Now we ask hypothetically if some medical authority says it is possible that if aid had been rendered by this creep a victim might have survived, does that somehow change the standard of legal criminal conduct and require the creep to render aid and render him guilty for not having done so? I have a problem with the condition of the victim creating the crime. I can understand that if a crime exists, that is if there is a duty to render aid, the subsequent death of the victim might make the crime more heinous, that is a higher level of criminality such as we do all the time in moving from atrocious assault or attempted murder to homicide.
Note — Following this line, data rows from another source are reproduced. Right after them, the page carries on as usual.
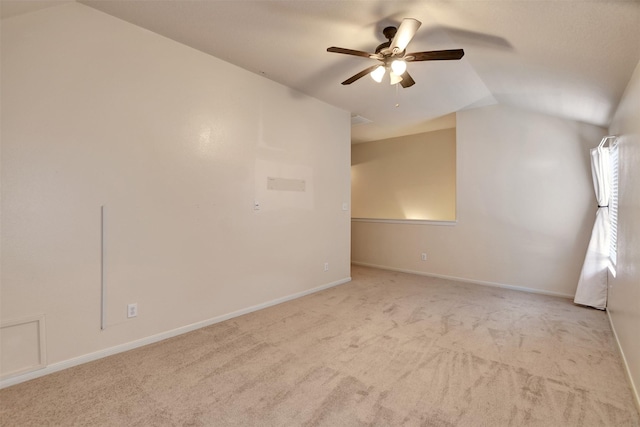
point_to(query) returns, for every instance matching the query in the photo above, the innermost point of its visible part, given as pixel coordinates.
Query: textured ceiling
(570, 59)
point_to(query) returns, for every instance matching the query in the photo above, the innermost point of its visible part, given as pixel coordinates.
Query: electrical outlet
(132, 310)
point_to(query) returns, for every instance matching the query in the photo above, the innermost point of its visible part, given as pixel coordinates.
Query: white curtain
(592, 285)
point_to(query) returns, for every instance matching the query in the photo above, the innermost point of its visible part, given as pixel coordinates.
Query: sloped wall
(525, 207)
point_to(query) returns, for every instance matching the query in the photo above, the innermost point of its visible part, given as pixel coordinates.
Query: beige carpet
(386, 349)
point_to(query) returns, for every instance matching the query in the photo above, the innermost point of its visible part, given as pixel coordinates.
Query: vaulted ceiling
(570, 59)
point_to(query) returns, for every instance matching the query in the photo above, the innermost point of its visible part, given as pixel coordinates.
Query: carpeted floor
(386, 349)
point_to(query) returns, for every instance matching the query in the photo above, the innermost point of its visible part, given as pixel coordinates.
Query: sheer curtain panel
(592, 285)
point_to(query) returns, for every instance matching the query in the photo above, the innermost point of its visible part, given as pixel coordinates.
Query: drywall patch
(23, 346)
(284, 184)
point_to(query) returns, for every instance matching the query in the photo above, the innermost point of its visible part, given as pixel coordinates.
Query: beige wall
(525, 207)
(177, 145)
(409, 177)
(624, 289)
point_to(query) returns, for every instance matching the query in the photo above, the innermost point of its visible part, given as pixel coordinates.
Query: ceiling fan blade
(405, 33)
(407, 80)
(360, 75)
(435, 55)
(353, 52)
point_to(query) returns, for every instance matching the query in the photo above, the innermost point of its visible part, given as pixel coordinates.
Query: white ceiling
(570, 59)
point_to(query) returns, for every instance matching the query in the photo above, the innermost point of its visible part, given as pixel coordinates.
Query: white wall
(525, 206)
(177, 145)
(624, 289)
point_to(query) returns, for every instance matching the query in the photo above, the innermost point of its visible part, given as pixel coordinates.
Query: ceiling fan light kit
(393, 56)
(378, 73)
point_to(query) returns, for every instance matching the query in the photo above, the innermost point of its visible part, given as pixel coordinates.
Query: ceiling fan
(393, 56)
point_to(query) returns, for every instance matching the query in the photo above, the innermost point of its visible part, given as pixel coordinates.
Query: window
(613, 206)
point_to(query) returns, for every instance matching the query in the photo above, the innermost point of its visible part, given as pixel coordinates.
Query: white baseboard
(462, 279)
(59, 366)
(634, 389)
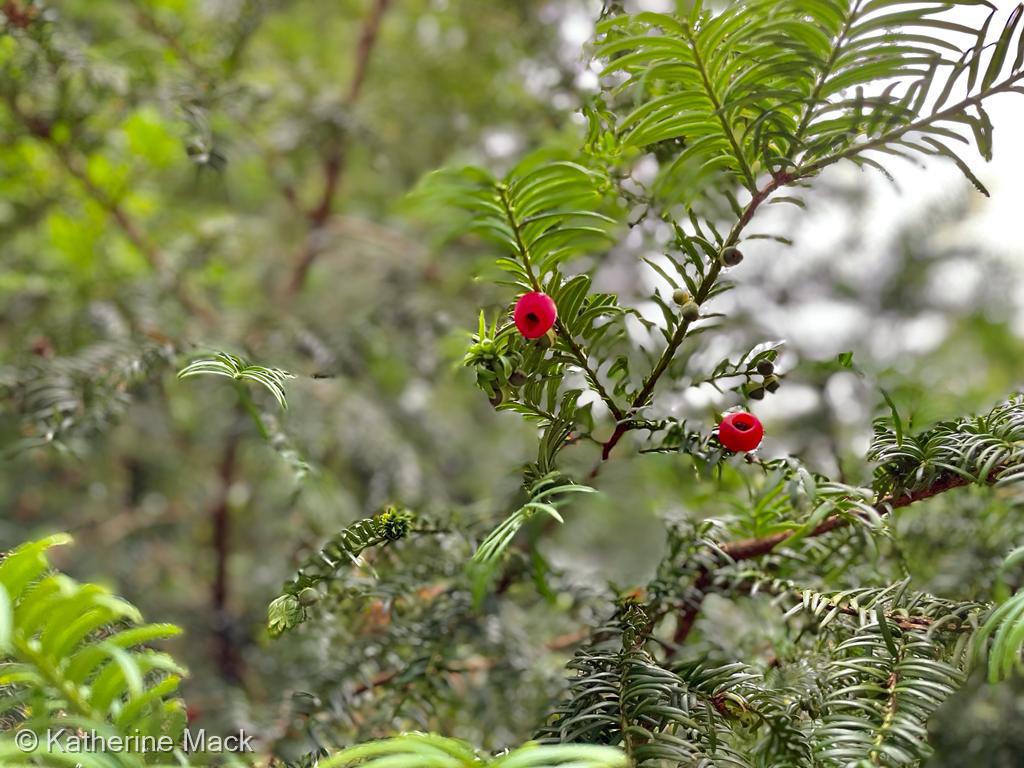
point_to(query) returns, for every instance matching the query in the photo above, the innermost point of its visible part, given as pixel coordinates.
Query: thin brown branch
(749, 549)
(337, 154)
(647, 389)
(228, 657)
(562, 642)
(41, 129)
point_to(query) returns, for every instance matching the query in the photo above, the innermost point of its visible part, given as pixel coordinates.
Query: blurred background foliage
(166, 190)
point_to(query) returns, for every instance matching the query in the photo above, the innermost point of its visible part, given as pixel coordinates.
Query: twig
(336, 156)
(228, 658)
(643, 396)
(561, 642)
(749, 549)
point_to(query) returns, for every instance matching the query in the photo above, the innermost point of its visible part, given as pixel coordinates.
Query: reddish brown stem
(337, 154)
(749, 549)
(228, 658)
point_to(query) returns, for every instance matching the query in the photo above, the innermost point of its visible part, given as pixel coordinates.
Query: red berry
(740, 431)
(535, 314)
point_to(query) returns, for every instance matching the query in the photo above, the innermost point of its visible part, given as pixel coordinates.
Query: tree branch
(647, 389)
(336, 156)
(749, 549)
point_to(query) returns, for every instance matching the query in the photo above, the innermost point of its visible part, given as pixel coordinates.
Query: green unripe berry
(731, 256)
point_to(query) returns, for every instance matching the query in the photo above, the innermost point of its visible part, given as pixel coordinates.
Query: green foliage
(224, 364)
(781, 623)
(420, 750)
(76, 656)
(342, 553)
(58, 398)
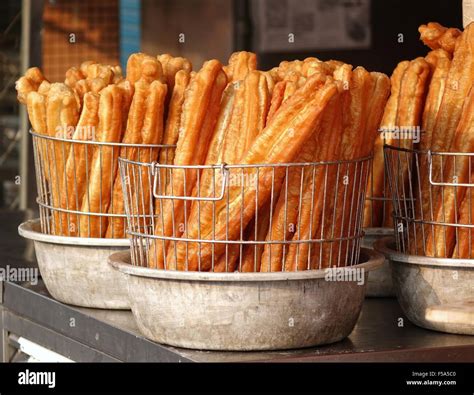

But you no doubt will say, he is not charged with any of this, he is simply charged with intruding into the car (or maybe only just opening the car door). And that brings me to my problem, he is being charged with opening the car door because the police are morally offended. Worse, we have a case of selective enforcement. As a member of the establishment press he almost certainly would not be charged. I know that selective law enforcement occurs all the time, I know the police and prosecutors need a great deal of discretion in refraining from bringing criminal cases, and I also accept that this creep is hardly a paragon of virtue crying out for prosecutorial discretion but I do want to protect the public's right to know, and I do want to have the administration of criminal law done with the right motives. In other words, if he had opened the car door and rendered no aid without filming, he would not be prosecuted. Indeed, if we had opened the car door and filmed but not put it on the Internet, he would not be prosecuted. There is even some question that if he had opened the car door, filmed, put it on the Internet, and not sought to sell it for profit, he would not be prosecuted. As someone with a pesky libertarian streak, I don't like the idea of rendering capitalism a crime. In other words a daisy chain of sex in an orgy is perfectly legal but consenting sex between two adults is a crime if money changes hands. But at least in that situation, we have an identifiable statute whereas in this case it is not clear what the crime is.
So the man is charged with opening a car door because the police are morally affronted that he did not render aid. But failure to render aid is not a crime. The police were morally offended because he filmed but filming is not a crime. The police were morally offended because he put the film on the Internet, but putting it on the Internet is not a crime. The police were morally offended because he allegedly tried to sell the film, but that is not a crime. In fact all these acts are perfectly legal and indeed sanctified and protected by the First Amendment. In a companion story about this affair, the police were reported as saying they went back to the station house and searched their lawbooks to find a crime. There is evidence that the police were morally offended as am I and as so many other readers are. So the police found a crime but it is the confusion of motives that leads us into trouble. If the police are able to assuage their moral disquiet in this manner we have a threat, or at least a potential threat to the public's right to know, to transparency, and to the First Amendment.